Current SceneDM approaches encounter model and domain-specific challenges:

• Drift over extended rollouts: Simulated trajectories diverge from data after long horizons ($>$300 s), suggesting the need for online correction or tighter planner/world coupling (Tan et al., 27 Jun 2025).
• Edge case handling: Agent collisions/offroad events during agent spawn, rare event modeling (emergency vehicles), and explicit rule compliance (stop signs, yield) require further architectural augmentation (Tan et al., 27 Jun 2025, Guo et al., 2023).
• Sensor fidelity bottlenecks: Dynamic scene graph updaters’ accuracy is limited by vision system coverage and dynamic object recall (Olivastri et al., 2024).
• Editability/extrapolation limits: Expressivity bottlenecks for highly nonrigid objects in SDF/deformation models, extrapolation beyond observed viewpoints, and generalization to low-data or novel domains remain open (Tourani et al., 15 Oct 2025).
• Computational constraints: Reducing inference costs per sample (e.g., via distillation or accelerated samplers) is an active research direction (Tan et al., 27 Jun 2025).
• Joint world/planner learning: Integrated, bi-directional learning between planning and the world model for robust closed-loop simulation is underexplored (Tan et al., 27 Jun 2025).
• Autonomous goal-conditioning: Directly injecting explicit route or goal specification into diffusion-based simulators could improve coherence in trip-level simulation (Tan et al., 27 Jun 2025).

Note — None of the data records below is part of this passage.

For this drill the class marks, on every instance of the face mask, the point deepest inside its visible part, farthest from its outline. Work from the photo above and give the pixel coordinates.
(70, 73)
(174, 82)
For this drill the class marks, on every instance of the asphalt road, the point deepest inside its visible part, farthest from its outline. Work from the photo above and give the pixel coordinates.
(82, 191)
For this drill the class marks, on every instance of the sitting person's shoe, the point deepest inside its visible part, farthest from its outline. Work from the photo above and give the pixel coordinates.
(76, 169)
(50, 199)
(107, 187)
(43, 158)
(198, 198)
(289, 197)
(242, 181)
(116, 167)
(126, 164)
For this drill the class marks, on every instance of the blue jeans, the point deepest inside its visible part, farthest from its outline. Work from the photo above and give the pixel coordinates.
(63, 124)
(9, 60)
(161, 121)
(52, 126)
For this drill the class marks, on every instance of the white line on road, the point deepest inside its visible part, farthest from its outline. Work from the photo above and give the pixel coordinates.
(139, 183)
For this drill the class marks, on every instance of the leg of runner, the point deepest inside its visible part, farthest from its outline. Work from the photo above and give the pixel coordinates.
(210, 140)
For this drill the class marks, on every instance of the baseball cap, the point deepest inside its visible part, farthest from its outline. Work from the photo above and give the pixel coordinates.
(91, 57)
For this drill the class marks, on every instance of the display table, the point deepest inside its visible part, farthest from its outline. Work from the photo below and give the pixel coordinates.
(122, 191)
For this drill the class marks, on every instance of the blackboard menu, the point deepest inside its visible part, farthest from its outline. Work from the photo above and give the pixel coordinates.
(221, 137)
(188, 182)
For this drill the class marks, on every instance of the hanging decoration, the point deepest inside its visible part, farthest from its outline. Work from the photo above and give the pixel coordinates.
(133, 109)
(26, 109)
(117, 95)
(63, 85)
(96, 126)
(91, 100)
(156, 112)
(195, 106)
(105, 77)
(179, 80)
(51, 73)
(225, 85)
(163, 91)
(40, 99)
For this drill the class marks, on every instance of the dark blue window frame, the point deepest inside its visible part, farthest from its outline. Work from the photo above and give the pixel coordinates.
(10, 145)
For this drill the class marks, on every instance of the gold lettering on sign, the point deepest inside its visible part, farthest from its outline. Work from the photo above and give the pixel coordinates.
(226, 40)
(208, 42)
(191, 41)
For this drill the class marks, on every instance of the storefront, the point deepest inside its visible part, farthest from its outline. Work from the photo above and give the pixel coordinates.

Advances in efficient latent representation, hierarchical modeling, cross-modal fusion, and explicit constraint integration are expected to further enhance the flexibility, realism, and generalizability of SceneDM.

7. Broader Implications and Research Impact

SceneDM stands as a unifying methodological axis for synthetic environment generation, dynamic simulation, and semantic mapping across several research disciplines:

• Autonomous driving and robotics: Enables scalable simulation for AV evaluation, policy learning, and safety validation in diverse, realistic world models (Tan et al., 27 Jun 2025, Rowe et al., 28 Mar 2025).
• 3D vision and graphics: Supports high-fidelity, editable 3D asset creation, novel view synthesis, and object-centric manipulation (Kim et al., 2023, Wang et al., 2022, Tourani et al., 15 Oct 2025).
• Semantic scene understanding: Advances real-time adaptive mapping and belief update for long-term robotic operation in dynamic, multi-agent environments (Olivastri et al., 2024).
• Foundational research: Provides scalable benchmarks and methodologies for representation learning, generative modeling, and neural simulation.

Collectively these methods offer a systematic, data-driven toolkit at the core of modern simulation, digital twin creation, and robot-environment interaction, with ongoing evolution towards broader generality, real-time operation, and interpretability.